PATRICK ZAKI RESTA IN CARCERE: “LIBERATEMI, SONO IN CELLA DA TROPPO TEMPO, E’ ILLEGALE”
CONCLUSA LA PRIMA UDIENZA, IL PROCESSO FARSA AGGIORNATO AL 28 SETTEMBRE… L’ITALIA NON HA LE PALLE PER ROMPERE LE RELAZIONI DIPLOMATICHE CON UN GOVERNO CRIMINALE CHE HA TORTURATO E ASSASSINATO UN ITALIANO
Si è tenuta oggi a Mansura, in Egitto, la prima udienza del processo farsa a Patrick Zaki, lo studente egiziano dell’Università di Bologna accusato di minaccia alla sicurezza nazionale, incitamento alle proteste illegali, sovversione, diffusione di false notizie e propaganda al terrorismo con il rischio di una condanna fino a 5 anni, di cui due già scontati in cella.
Nel tribunale della città sul delta del Nilo è cominciata quella che in molti temono essere la prima di una lunga serie di convocazioni in aula a un anno e mezzo di reclusione trascorsa in diversi istituti penitenziari del Paese.
In aula c’era anche il padre del ricercatore, George, arrivato in città insieme alla sorella del giovane, Marise, e ad altri quattro amici dell’attivista.

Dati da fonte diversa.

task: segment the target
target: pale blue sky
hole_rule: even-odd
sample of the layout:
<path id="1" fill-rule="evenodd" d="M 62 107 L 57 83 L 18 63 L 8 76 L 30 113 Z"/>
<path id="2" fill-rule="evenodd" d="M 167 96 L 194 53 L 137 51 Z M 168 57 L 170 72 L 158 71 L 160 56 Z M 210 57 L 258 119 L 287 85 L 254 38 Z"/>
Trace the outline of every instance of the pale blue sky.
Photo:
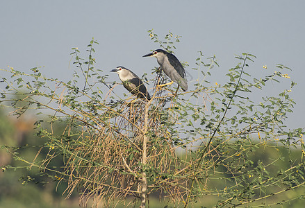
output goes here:
<path id="1" fill-rule="evenodd" d="M 198 51 L 206 58 L 216 55 L 220 80 L 212 81 L 217 83 L 224 83 L 223 75 L 237 63 L 235 54 L 243 52 L 257 56 L 249 69 L 258 76 L 276 71 L 277 63 L 292 69 L 287 73 L 298 84 L 291 93 L 297 105 L 288 124 L 304 127 L 304 8 L 305 1 L 281 0 L 6 1 L 0 7 L 0 68 L 28 71 L 43 66 L 47 76 L 67 80 L 74 71 L 69 68 L 71 48 L 85 55 L 94 37 L 100 44 L 95 46 L 97 68 L 108 73 L 122 65 L 142 76 L 157 66 L 154 58 L 142 58 L 159 48 L 147 30 L 160 37 L 170 31 L 182 36 L 175 53 L 190 64 L 189 74 Z M 116 74 L 109 78 L 118 81 Z M 271 85 L 267 92 L 277 94 L 280 87 Z"/>

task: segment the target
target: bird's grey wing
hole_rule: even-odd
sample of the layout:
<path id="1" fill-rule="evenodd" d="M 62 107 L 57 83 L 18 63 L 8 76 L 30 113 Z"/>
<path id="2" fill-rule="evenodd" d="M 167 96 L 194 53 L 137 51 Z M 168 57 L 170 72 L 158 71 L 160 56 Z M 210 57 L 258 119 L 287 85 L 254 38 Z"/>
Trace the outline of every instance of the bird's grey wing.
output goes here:
<path id="1" fill-rule="evenodd" d="M 145 86 L 138 76 L 123 82 L 123 85 L 132 94 L 135 94 L 138 97 L 150 98 Z"/>
<path id="2" fill-rule="evenodd" d="M 186 76 L 186 71 L 184 70 L 183 67 L 182 66 L 178 58 L 176 58 L 176 56 L 174 56 L 172 53 L 167 53 L 167 55 L 170 64 L 174 67 L 176 71 L 177 71 L 178 73 L 184 78 L 184 77 Z"/>

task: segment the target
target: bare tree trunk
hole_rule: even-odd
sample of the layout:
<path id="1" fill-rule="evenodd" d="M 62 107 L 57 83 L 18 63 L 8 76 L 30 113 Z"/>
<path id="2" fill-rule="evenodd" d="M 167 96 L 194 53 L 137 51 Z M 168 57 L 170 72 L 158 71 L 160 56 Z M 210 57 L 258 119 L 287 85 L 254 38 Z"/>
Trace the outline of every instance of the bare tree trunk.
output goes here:
<path id="1" fill-rule="evenodd" d="M 147 102 L 145 104 L 145 112 L 144 118 L 144 135 L 143 135 L 143 153 L 142 157 L 142 165 L 144 166 L 146 165 L 146 157 L 147 157 L 147 129 L 148 129 L 148 109 L 150 102 Z M 146 178 L 146 173 L 145 171 L 142 173 L 142 189 L 141 189 L 141 205 L 140 208 L 145 208 L 146 205 L 146 194 L 147 193 L 147 180 Z"/>

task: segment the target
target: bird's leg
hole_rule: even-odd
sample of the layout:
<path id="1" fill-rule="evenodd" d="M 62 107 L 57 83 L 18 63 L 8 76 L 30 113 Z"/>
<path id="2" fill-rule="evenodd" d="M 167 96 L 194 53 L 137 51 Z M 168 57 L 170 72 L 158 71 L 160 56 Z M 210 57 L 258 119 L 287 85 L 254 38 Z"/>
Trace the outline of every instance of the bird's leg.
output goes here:
<path id="1" fill-rule="evenodd" d="M 177 95 L 177 93 L 178 93 L 178 89 L 179 89 L 179 85 L 178 85 L 178 87 L 177 87 L 177 90 L 176 90 L 176 92 L 175 92 L 175 94 L 174 94 L 174 98 L 175 97 L 175 96 L 176 96 L 176 95 Z"/>
<path id="2" fill-rule="evenodd" d="M 157 87 L 164 87 L 164 86 L 166 86 L 166 85 L 172 85 L 172 83 L 174 83 L 174 81 L 172 81 L 170 83 L 166 83 L 166 84 L 163 84 L 163 85 L 158 85 Z"/>

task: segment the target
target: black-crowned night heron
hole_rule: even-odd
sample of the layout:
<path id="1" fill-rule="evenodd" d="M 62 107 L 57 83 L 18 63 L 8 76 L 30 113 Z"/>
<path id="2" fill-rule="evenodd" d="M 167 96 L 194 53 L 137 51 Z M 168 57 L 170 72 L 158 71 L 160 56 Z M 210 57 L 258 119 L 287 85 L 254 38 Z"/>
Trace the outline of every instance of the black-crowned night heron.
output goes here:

All’interno dell’aula circa 60 persone hanno ascoltato le prime comunicazioni dei giudici ai legali. L’udienza è durata poco più di cinque minuti.
Zaki, ammanettato nella gabbia degli imputati, ha preso la parola lamentando di essere stato detenuto oltre il periodo legalmente ammesso per i reati minori di cui è accusato adesso. Anche la sua legale, Hoda Nasrallah, ha sostenuto la stessa tesi chiedendone il rilascio o almeno l’accesso al dossier che lo riguarda. Il processo è stato aggiornato al 28 settembre. Zaki resterà in carcere almeno fino a quella data.
L’allarme di Amnesty
Secondo Riccardo Noury, portavoce di Amnesty, il rinvio a giudizio di Zaki «è stato uno sviluppo improvviso. In meno di 24 ore si è posta fine alla detenzione preventiva, per trasferire il tutto dal Cairo a Mansura. Non sappiamo se ce ne saranno altre, se sarà chiesto un rinvio da parte della difesa: è tutto abbastanza misterioso. Quel che è certo è che è un tribunale di emergenza che processa Patrick per diffusione di notizie false per un articolo da lui scritto nel 2019 in cui prendeva le difese della minoranza religiosa cristiano-copta, a cui appartiene la sua famiglia, perseguitata, discriminata, sottoposta ad attacchi e violenze».
Questo processo, dice Noury, «non prevede un appello: se Patrick verrà condannato non ci sarà un ricorso ma solo la possibilità di una richiesta di grazia al presidente al-Sisi. Noi temiamo il peggio, cioè una condanna, ma speriamo il meglio, perché un giudice minimamente imparziale ed equo assolverebbe immediatamente Patrick».